Wind and Decisions
This has been a silent week for me from blogging. It has been a silent week because i was not sure what i wanted to tell you about our experience in Kent last Saturday. Well, here goes:
We were so looking forward to the Masterpieces in Art and Wine Festival in Kent, and had loaded our tent and merchandise for the one day event. We arrived, and realized we were on the street (concrete) with a fierce wind blowing up the hill toward us.
We set up the tent, and added our heavy concrete weights to each corner of the tent, which seemed to stabilize the tent… and as i was setting up a table to begin putting out our merchandise the big gust of wind moved our weighted tent 2 feet, pushing the table as well. 2 feet! That was a lot of movement. And unlike grassy areas, there was nothing to spike down the tent. (Our neighbors had apparently thought this through and brought a cordless drill with concrete bit, and drilled holes in the street, then spiked into the holes.

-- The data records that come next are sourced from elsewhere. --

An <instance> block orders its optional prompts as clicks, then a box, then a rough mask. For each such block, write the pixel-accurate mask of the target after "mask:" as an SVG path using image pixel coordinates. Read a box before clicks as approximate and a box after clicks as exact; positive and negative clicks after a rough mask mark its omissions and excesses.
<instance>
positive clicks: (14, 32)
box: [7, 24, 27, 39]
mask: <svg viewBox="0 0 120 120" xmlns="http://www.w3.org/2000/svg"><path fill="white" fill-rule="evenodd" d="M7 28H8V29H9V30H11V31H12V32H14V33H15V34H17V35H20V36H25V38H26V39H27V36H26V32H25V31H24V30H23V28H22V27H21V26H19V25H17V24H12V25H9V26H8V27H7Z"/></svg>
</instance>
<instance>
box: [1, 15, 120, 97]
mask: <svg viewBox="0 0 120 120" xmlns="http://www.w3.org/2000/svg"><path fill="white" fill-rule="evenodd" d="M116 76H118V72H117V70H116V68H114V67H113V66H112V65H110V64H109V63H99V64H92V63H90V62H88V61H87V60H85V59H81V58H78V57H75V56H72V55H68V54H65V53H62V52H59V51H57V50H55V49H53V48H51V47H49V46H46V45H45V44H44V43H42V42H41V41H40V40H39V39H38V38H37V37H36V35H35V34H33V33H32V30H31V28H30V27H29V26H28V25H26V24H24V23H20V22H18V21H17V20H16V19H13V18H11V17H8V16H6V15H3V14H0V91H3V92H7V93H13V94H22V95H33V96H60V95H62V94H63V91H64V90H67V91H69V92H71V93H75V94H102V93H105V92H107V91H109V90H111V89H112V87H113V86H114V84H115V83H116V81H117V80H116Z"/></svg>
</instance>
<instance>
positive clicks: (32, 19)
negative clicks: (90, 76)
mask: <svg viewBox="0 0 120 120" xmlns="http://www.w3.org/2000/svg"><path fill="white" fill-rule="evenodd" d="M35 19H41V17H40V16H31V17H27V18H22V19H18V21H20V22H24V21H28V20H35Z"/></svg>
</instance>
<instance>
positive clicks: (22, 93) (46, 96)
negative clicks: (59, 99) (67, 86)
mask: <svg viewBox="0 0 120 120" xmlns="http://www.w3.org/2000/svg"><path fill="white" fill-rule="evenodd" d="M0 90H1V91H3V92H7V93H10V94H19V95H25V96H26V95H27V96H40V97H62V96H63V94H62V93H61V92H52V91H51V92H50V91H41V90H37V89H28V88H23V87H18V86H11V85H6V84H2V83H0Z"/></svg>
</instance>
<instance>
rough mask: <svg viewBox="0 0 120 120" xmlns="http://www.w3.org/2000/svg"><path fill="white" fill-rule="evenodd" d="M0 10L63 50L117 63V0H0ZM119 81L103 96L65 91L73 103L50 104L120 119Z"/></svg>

But somehow i would imagine the City of Kent would not really like that much!)
Big decision – fight the wind with our tent for 10 hours, or pack it in. The decision was painful but a good one… we packed it in and went home. As did several other vendors in our stretch of the festival. We hated to tell the promoter why, but she knew. She was watching tents for the wineries slide down the street. She was not thrilled with us because we left a big gap in the otherwise orderly row of tents, but we just did not want to be a liability, or have either our tent or our products injure event goers.

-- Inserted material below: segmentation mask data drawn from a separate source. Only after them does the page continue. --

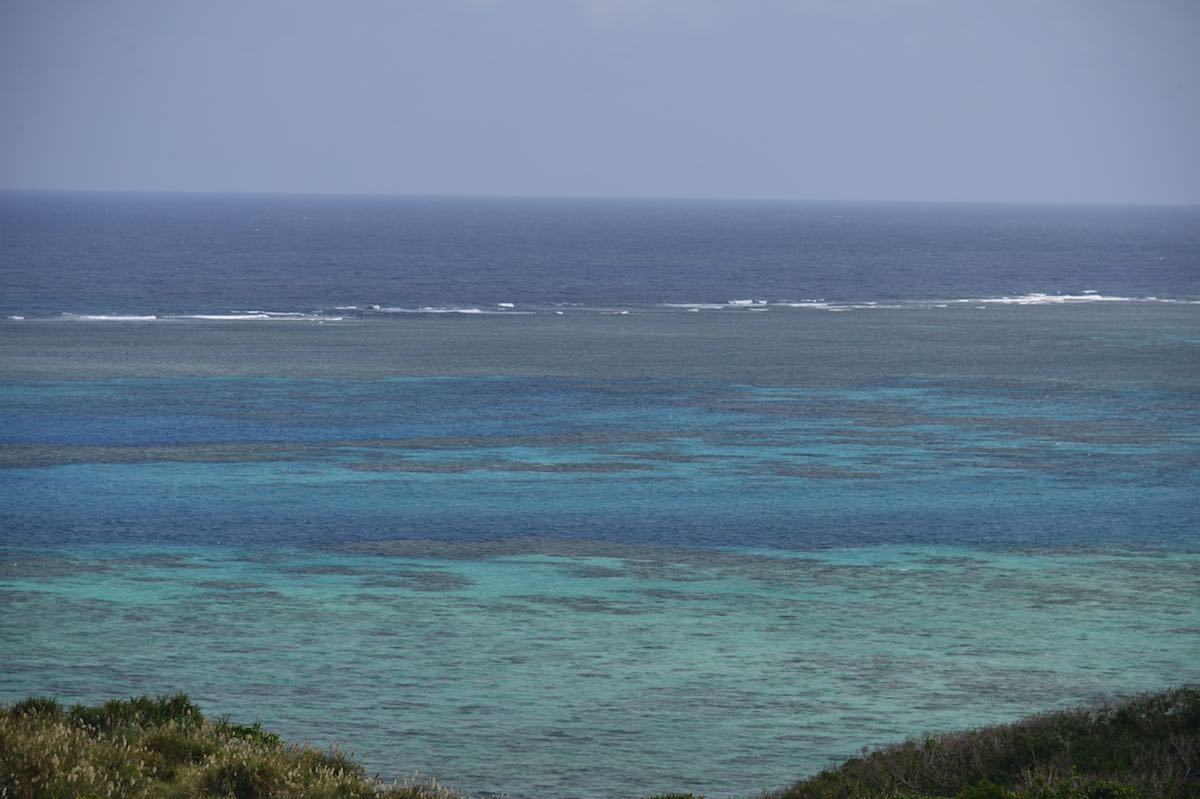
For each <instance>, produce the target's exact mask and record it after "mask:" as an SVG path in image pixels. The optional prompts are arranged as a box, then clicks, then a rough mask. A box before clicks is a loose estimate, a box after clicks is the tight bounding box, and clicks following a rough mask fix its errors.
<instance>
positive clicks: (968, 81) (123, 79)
mask: <svg viewBox="0 0 1200 799" xmlns="http://www.w3.org/2000/svg"><path fill="white" fill-rule="evenodd" d="M1198 42H1200V0H325V1H317V0H203V1H185V0H0V188H72V190H149V191H210V192H211V191H216V192H286V193H292V192H300V193H367V194H450V196H460V194H467V196H474V194H486V196H550V197H559V196H562V197H685V198H690V197H727V198H798V199H824V200H935V202H936V200H948V202H1054V203H1061V202H1066V203H1072V202H1084V203H1200V46H1198Z"/></svg>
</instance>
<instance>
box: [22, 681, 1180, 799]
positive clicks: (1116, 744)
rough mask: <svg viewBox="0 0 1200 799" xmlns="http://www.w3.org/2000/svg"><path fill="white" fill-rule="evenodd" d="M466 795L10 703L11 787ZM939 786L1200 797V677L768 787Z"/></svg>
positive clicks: (340, 765) (286, 758) (257, 797)
mask: <svg viewBox="0 0 1200 799" xmlns="http://www.w3.org/2000/svg"><path fill="white" fill-rule="evenodd" d="M461 795H462V794H458V793H457V792H455V791H454V789H451V788H448V787H444V786H442V785H438V782H437V781H436V780H432V779H420V777H414V779H412V780H408V781H403V782H395V783H386V785H385V783H383V782H380V781H379V780H377V779H373V777H371V776H368V775H367V774H366V771H365V770H364V768H362V767H361V765H359V764H358V763H356V762H354V759H353V758H350V757H349V756H347V755H344V753H343V752H341V751H338V750H336V749H332V750H320V749H314V747H312V746H308V745H295V744H287V743H284V741H283V740H281V739H280V737H278V735H276V734H274V733H271V732H269V731H265V729H263V728H262V727H260V726H259V725H258V723H257V722H256V723H253V725H241V723H234V722H232V721H229V720H228V719H217V720H208V719H205V717H204V715H203V714H202V713H200V710H199V709H198V708H197V707H196V705H194V704H192V702H190V701H188V698H187V697H186V696H185V695H182V693H176V695H174V696H160V697H148V696H143V697H137V698H131V699H113V701H109V702H106V703H103V704H101V705H97V707H85V705H74V707H71V708H64V707H62V705H60V704H59V703H58V702H55V701H54V699H48V698H42V697H34V698H29V699H24V701H22V702H17V703H16V704H12V705H7V707H4V708H0V797H4V798H13V799H18V798H19V799H42V798H49V799H58V798H61V799H68V798H74V797H79V798H83V797H137V798H150V797H154V798H163V799H191V798H199V797H234V798H236V799H290V798H293V797H294V798H298V799H335V798H338V799H341V798H347V799H460V798H461ZM940 798H954V799H1159V798H1162V799H1198V798H1200V687H1194V686H1184V687H1178V689H1174V690H1169V691H1162V692H1157V693H1147V695H1142V696H1139V697H1135V698H1132V699H1126V701H1122V702H1115V703H1109V704H1102V705H1096V707H1086V708H1075V709H1070V710H1058V711H1054V713H1045V714H1040V715H1037V716H1032V717H1028V719H1025V720H1022V721H1019V722H1016V723H1012V725H1002V726H994V727H983V728H979V729H971V731H966V732H953V733H941V734H928V735H920V737H917V738H911V739H908V740H906V741H905V743H902V744H896V745H892V746H886V747H882V749H878V750H875V751H866V750H864V752H863V755H862V756H860V757H854V758H851V759H848V761H846V762H845V763H842V764H841V765H838V767H834V768H830V769H827V770H824V771H822V773H820V774H817V775H816V776H814V777H810V779H806V780H802V781H799V782H797V783H796V785H793V786H791V787H787V788H782V789H780V791H775V792H770V793H768V794H764V795H763V797H762V798H761V799H940ZM614 799H616V798H614ZM655 799H695V798H692V797H691V794H686V793H680V794H671V795H667V797H656V798H655Z"/></svg>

Did we do the right thing? Yes, yes we did. When it comes to small businesses and insurance liability the better choice is to air on the side of caution, and remove the possibility of any destruction. We watched a glass blower’s tent pick up the wind, and his heavy steel frame that he hangs his glass pieces on was nudged by the moving tent – everything tumbled over with series of loud glass shattering crashes, and in this one wind gust the artist lost well over $1,000 in merchandise, and his tent went on to take out another artist’s tent, causing injury to them. No, thank you, that is not what we would ever want to encounter. Yes, our insurance covers us, but wisdom says be cautions.
So Dear Kent Masterpiece in Art and Wine Festival, we missed you, but I think you understand our hesitations. PS- remember last year, when our tent completely disintegrated in the high winds and driving rain? Yes, that tent frame went right to the boneyard because we could not even hold it together with duct tape!!!!
Decisions come up requiring clarity, wisdom, and a small sense of hesitation. It is the most difficult thing to back out of a commitment, take the loss on the cost of the event (yes, booth fees can range from $50 – $200 or more) and just pack it in, but that is also the price of doing business.